Este panorama obliga a repensar los derechos humanos en la era digital. Ya no basta con proteger la libertad de expresión o la propiedad privada; se necesita garantizar derechos nuevos, como la privacidad algorítmica, la desconexión tecnológica o la participación justa en los beneficios que genera la IA. En otras palabras, debemos construir una justicia social adaptada a un mundo donde el trabajo deje de ser la medida de la dignidad y la riqueza provenga de sistemas automáticos generadas por la IA.

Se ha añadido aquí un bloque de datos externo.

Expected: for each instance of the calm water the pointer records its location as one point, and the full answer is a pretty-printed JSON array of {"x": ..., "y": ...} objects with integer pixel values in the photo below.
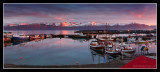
[{"x": 64, "y": 51}]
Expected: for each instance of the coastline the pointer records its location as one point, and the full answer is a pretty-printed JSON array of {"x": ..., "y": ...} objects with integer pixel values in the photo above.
[{"x": 112, "y": 64}]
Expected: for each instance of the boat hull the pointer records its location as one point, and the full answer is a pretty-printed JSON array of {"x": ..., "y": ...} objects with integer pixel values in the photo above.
[
  {"x": 20, "y": 38},
  {"x": 129, "y": 51},
  {"x": 98, "y": 48}
]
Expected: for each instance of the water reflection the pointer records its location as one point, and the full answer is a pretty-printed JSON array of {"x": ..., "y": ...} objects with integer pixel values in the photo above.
[{"x": 64, "y": 51}]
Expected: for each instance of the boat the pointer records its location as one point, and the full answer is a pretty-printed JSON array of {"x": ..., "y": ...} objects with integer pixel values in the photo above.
[
  {"x": 20, "y": 38},
  {"x": 6, "y": 39},
  {"x": 97, "y": 46},
  {"x": 132, "y": 39},
  {"x": 140, "y": 41},
  {"x": 126, "y": 49},
  {"x": 110, "y": 49},
  {"x": 48, "y": 36},
  {"x": 151, "y": 40},
  {"x": 65, "y": 36},
  {"x": 42, "y": 36},
  {"x": 34, "y": 37},
  {"x": 110, "y": 44},
  {"x": 101, "y": 39},
  {"x": 8, "y": 34}
]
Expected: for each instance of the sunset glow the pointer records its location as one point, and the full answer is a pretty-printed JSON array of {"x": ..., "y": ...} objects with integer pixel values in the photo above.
[{"x": 99, "y": 13}]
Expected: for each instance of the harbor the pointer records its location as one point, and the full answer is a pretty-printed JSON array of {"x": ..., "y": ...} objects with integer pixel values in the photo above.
[
  {"x": 82, "y": 39},
  {"x": 80, "y": 36}
]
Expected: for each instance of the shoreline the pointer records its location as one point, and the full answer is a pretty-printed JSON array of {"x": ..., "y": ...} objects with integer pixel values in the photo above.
[{"x": 112, "y": 64}]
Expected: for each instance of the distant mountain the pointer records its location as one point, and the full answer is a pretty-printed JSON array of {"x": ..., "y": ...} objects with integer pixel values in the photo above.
[{"x": 64, "y": 26}]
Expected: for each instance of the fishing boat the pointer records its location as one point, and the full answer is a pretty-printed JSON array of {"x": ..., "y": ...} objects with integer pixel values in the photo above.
[
  {"x": 65, "y": 36},
  {"x": 132, "y": 39},
  {"x": 8, "y": 34},
  {"x": 151, "y": 40},
  {"x": 101, "y": 39},
  {"x": 20, "y": 38},
  {"x": 34, "y": 37},
  {"x": 126, "y": 49},
  {"x": 110, "y": 49},
  {"x": 6, "y": 39},
  {"x": 97, "y": 46},
  {"x": 140, "y": 41},
  {"x": 110, "y": 44},
  {"x": 48, "y": 36}
]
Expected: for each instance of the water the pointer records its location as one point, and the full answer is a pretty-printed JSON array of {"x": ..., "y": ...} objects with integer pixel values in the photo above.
[
  {"x": 64, "y": 51},
  {"x": 41, "y": 31}
]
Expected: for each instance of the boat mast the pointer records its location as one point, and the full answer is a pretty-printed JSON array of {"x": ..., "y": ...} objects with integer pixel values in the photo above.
[
  {"x": 106, "y": 31},
  {"x": 109, "y": 32},
  {"x": 115, "y": 42},
  {"x": 122, "y": 40}
]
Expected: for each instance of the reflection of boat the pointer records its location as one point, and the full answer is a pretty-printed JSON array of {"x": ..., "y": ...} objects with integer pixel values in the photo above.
[
  {"x": 97, "y": 46},
  {"x": 20, "y": 38}
]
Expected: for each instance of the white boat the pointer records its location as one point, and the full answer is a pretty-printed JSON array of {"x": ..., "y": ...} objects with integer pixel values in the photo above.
[
  {"x": 20, "y": 37},
  {"x": 101, "y": 39},
  {"x": 140, "y": 41},
  {"x": 151, "y": 40},
  {"x": 34, "y": 37},
  {"x": 111, "y": 51},
  {"x": 96, "y": 46},
  {"x": 128, "y": 50},
  {"x": 120, "y": 44},
  {"x": 110, "y": 44},
  {"x": 65, "y": 36},
  {"x": 81, "y": 34},
  {"x": 131, "y": 39},
  {"x": 125, "y": 49}
]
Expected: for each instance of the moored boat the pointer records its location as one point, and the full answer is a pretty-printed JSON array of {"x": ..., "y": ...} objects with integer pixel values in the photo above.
[
  {"x": 97, "y": 46},
  {"x": 20, "y": 38}
]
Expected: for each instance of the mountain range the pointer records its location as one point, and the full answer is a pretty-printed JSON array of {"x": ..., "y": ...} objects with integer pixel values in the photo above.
[{"x": 131, "y": 26}]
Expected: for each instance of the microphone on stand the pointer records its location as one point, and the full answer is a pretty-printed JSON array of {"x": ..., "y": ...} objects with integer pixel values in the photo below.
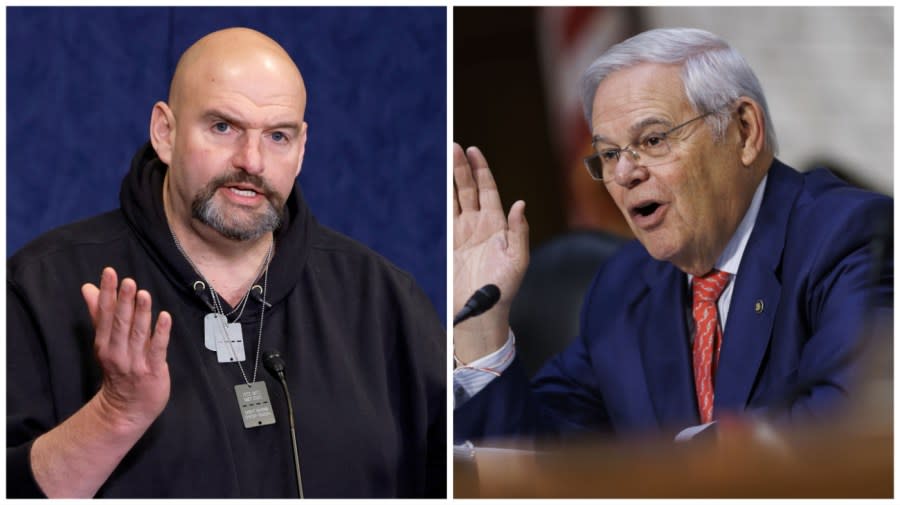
[
  {"x": 275, "y": 365},
  {"x": 481, "y": 301}
]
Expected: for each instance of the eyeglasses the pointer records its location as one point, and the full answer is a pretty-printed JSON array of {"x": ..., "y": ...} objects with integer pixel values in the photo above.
[{"x": 650, "y": 150}]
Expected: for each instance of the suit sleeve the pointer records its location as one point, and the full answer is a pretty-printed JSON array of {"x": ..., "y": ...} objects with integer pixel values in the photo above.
[
  {"x": 849, "y": 306},
  {"x": 559, "y": 400}
]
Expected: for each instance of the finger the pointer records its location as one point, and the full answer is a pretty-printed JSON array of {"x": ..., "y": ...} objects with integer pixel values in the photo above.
[
  {"x": 140, "y": 328},
  {"x": 91, "y": 295},
  {"x": 123, "y": 318},
  {"x": 466, "y": 192},
  {"x": 457, "y": 152},
  {"x": 518, "y": 229},
  {"x": 106, "y": 307},
  {"x": 488, "y": 195},
  {"x": 159, "y": 343}
]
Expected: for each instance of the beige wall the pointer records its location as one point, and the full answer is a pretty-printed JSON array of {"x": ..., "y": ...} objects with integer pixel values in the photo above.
[{"x": 827, "y": 73}]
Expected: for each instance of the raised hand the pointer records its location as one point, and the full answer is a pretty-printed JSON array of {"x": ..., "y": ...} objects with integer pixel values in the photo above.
[
  {"x": 136, "y": 382},
  {"x": 488, "y": 247}
]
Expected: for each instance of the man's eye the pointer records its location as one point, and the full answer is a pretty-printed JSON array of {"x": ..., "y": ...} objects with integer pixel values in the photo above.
[
  {"x": 653, "y": 141},
  {"x": 609, "y": 155}
]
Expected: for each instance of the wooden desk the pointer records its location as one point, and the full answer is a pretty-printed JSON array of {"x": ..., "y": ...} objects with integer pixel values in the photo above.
[{"x": 818, "y": 465}]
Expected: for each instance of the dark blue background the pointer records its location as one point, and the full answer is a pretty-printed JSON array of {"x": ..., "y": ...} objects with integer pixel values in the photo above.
[{"x": 81, "y": 83}]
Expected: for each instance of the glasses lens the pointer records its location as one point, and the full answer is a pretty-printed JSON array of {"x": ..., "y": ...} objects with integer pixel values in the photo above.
[{"x": 594, "y": 166}]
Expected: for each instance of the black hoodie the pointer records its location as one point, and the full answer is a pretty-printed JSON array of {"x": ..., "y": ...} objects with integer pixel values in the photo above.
[{"x": 365, "y": 355}]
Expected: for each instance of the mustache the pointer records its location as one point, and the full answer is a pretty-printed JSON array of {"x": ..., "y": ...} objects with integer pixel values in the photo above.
[{"x": 245, "y": 178}]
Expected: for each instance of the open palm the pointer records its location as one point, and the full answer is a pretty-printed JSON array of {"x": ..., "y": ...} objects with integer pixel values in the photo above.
[{"x": 488, "y": 246}]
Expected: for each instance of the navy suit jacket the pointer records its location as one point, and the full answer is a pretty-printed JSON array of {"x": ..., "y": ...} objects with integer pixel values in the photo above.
[{"x": 791, "y": 344}]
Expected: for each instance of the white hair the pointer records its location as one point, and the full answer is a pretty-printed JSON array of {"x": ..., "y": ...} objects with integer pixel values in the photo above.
[{"x": 714, "y": 73}]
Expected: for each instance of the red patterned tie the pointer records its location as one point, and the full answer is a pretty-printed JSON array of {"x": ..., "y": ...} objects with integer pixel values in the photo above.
[{"x": 708, "y": 338}]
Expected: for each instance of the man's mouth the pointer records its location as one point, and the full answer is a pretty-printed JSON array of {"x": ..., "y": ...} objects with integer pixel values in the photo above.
[
  {"x": 243, "y": 190},
  {"x": 646, "y": 209},
  {"x": 648, "y": 214}
]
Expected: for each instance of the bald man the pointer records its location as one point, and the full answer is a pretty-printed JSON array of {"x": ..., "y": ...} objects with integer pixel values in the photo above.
[{"x": 152, "y": 385}]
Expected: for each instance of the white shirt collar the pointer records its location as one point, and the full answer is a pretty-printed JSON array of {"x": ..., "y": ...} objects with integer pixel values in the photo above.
[{"x": 730, "y": 259}]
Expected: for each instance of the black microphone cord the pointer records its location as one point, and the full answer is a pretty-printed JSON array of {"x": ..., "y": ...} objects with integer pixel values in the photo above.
[
  {"x": 275, "y": 365},
  {"x": 481, "y": 301}
]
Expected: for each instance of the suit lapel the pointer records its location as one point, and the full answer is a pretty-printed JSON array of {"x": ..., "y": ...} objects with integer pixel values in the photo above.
[
  {"x": 757, "y": 292},
  {"x": 664, "y": 344}
]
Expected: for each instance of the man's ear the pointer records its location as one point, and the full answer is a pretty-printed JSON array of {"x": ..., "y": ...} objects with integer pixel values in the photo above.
[
  {"x": 302, "y": 140},
  {"x": 752, "y": 129},
  {"x": 162, "y": 131}
]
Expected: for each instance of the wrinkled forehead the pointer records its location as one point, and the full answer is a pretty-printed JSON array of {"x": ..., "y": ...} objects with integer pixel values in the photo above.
[{"x": 639, "y": 94}]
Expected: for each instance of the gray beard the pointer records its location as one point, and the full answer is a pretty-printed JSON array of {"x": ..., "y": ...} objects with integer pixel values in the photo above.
[{"x": 238, "y": 225}]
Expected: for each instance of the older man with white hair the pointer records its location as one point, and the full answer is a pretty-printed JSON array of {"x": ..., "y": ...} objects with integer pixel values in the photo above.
[{"x": 747, "y": 290}]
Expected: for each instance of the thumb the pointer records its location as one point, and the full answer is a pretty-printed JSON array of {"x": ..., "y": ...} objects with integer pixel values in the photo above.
[{"x": 91, "y": 294}]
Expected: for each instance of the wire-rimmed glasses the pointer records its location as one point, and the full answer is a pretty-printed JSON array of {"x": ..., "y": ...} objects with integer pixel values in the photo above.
[{"x": 653, "y": 147}]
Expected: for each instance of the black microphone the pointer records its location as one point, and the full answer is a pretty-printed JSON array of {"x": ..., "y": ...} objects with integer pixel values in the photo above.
[
  {"x": 275, "y": 365},
  {"x": 481, "y": 301}
]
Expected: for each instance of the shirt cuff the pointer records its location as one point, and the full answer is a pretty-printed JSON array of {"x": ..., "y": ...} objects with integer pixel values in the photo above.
[{"x": 469, "y": 379}]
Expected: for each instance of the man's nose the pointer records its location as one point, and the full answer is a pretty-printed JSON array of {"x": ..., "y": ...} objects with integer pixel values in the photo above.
[
  {"x": 249, "y": 153},
  {"x": 629, "y": 171}
]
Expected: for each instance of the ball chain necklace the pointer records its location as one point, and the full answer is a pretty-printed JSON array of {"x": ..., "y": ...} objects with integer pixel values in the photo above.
[{"x": 227, "y": 340}]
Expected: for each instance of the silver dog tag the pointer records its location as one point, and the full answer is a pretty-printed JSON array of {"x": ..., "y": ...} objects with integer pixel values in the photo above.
[
  {"x": 253, "y": 401},
  {"x": 230, "y": 347},
  {"x": 213, "y": 326}
]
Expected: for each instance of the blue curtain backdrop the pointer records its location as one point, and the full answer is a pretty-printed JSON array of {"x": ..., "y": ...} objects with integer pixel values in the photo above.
[{"x": 81, "y": 83}]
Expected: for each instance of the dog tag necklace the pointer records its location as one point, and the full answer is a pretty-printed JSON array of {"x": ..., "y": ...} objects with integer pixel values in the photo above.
[{"x": 252, "y": 396}]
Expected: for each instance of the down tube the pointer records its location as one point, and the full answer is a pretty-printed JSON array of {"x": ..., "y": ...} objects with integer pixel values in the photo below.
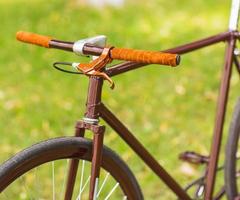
[{"x": 139, "y": 149}]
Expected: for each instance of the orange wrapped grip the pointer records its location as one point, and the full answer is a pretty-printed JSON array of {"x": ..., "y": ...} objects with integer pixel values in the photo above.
[
  {"x": 33, "y": 38},
  {"x": 148, "y": 57}
]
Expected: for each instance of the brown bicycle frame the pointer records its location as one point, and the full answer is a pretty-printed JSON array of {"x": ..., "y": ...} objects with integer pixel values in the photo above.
[{"x": 95, "y": 109}]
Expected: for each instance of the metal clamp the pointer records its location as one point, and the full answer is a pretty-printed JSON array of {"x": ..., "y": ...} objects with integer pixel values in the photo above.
[{"x": 99, "y": 40}]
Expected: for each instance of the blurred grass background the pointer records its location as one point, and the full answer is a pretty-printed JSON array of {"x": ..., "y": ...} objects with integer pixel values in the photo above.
[{"x": 169, "y": 110}]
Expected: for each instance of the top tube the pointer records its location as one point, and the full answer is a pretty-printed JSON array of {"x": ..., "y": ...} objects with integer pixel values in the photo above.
[{"x": 234, "y": 15}]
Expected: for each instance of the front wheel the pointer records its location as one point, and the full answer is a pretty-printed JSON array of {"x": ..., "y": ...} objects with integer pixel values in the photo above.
[
  {"x": 232, "y": 163},
  {"x": 40, "y": 172}
]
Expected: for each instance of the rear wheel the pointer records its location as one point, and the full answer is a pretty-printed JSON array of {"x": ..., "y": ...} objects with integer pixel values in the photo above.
[
  {"x": 40, "y": 172},
  {"x": 232, "y": 163}
]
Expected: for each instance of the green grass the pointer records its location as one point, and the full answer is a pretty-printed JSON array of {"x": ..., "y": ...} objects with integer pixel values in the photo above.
[{"x": 169, "y": 110}]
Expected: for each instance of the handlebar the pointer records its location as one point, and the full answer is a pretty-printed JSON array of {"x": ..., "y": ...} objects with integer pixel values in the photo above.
[{"x": 141, "y": 56}]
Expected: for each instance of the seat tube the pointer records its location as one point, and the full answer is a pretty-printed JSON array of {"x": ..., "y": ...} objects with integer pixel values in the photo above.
[
  {"x": 219, "y": 120},
  {"x": 234, "y": 15}
]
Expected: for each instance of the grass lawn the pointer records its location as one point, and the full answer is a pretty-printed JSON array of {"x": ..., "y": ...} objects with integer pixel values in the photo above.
[{"x": 169, "y": 110}]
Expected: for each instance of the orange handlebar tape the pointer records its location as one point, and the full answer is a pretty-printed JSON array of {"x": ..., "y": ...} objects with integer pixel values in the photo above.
[
  {"x": 33, "y": 38},
  {"x": 148, "y": 57}
]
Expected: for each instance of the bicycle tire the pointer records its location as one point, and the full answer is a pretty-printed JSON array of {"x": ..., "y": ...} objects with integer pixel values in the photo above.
[
  {"x": 72, "y": 148},
  {"x": 231, "y": 154}
]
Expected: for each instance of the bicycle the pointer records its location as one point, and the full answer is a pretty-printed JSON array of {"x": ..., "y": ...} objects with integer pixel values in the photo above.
[{"x": 77, "y": 148}]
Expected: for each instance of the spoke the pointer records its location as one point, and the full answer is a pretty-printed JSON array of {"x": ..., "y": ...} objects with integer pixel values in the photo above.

Revisando diversas entrevistas, se advierte que Altman no ofrece respuestas cerradas, pero su visión nos coloca frente a un dilema decisivo. La nueva sociedad del mañana podría abrir una etapa de prosperidad y creatividad sin precedentes, o, por el contrario, agravar las desigualdades y erosionar las bases de la democracia. Si permitimos que la tecnología avance sin control, corremos el riesgo de perder el sentido de comunidad y de humanidad que nos define. Pero si logramos orientarla hacia el bien común, la inteligencia artificial puede ser el punto de partida para una civilización más justa, libre y solidaria.
El futuro que Altman imagina podría no verse como una amenaza ni como una utopía, sino como una invitación urgente a repensar lo ya conocido a partir de toda la civilización occidental. Leyendo a Altman y su club de pensadores tecnológicos, la pregunta no es si la inteligencia artificial transformará el mundo, sino si estaremos preparados para gobernar ese cambio sin perder lo esencial: la capacidad de decidir nuestro propio destino.